“……哦,”南辞回过神来,伸手在纪禾嘴唇一抹,“你这里湿了。”
纪禾:“……不要动手动脚。”
南辞低下头,“对不起,面对你的时候,我总是忍不住想跟你亲近。”
“你哪儿学来的甜言蜜语?”
纪禾心口乱跳得厉害。
“我没学过,”南辞微微茫然,“我只是说自己所想罢了。

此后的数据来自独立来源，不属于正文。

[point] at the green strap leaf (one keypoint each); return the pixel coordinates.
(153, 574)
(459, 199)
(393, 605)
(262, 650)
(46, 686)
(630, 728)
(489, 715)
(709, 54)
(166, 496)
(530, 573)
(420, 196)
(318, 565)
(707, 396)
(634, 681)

”
书房内陷入寂静,南辞想起姐姐的话,凡秋说,如果纪禾对他的触碰没有明显排斥,他就可以再进一步。
一点一点的攻陷纪禾。
刚才南辞去找凡秋,把自己和纪禾的事儿说了,凡秋知道后大吃一惊,好在她在云仙阁呆了不短时间,接受能力良好,她知道南辞的脾性,能跟她开口,就是认真了,于是她给南辞提点了几句。
不过时间紧迫,凡秋没说“再进一步”的这个度在那儿。
但又有何要紧的,南辞和纪老爷早就干柴烈火好几次了,他一言不发就牵了纪禾的手。
这时候纪老爷正寻思着,只觉着手背温热,他便微微抬头,一双明眸带着点疑惑去看南辞,红润的嘴唇微微张开。
南辞心下狂跳,不由得俯下身,在纪禾嘴唇印了一下。
好软。
纪老爷的嘴唇又软又润,南辞一下子就被吸引住了,不由得更为用力地再亲了一下,甚至伸出舌尖去舔了一下纪禾的下唇。
“你……”
开了荤的人就是不一样,纪禾不知道是不是因为双性之躯的缘故,特别的敏感,嘴唇被南辞亲了一下……不止了,已经亲了好几下!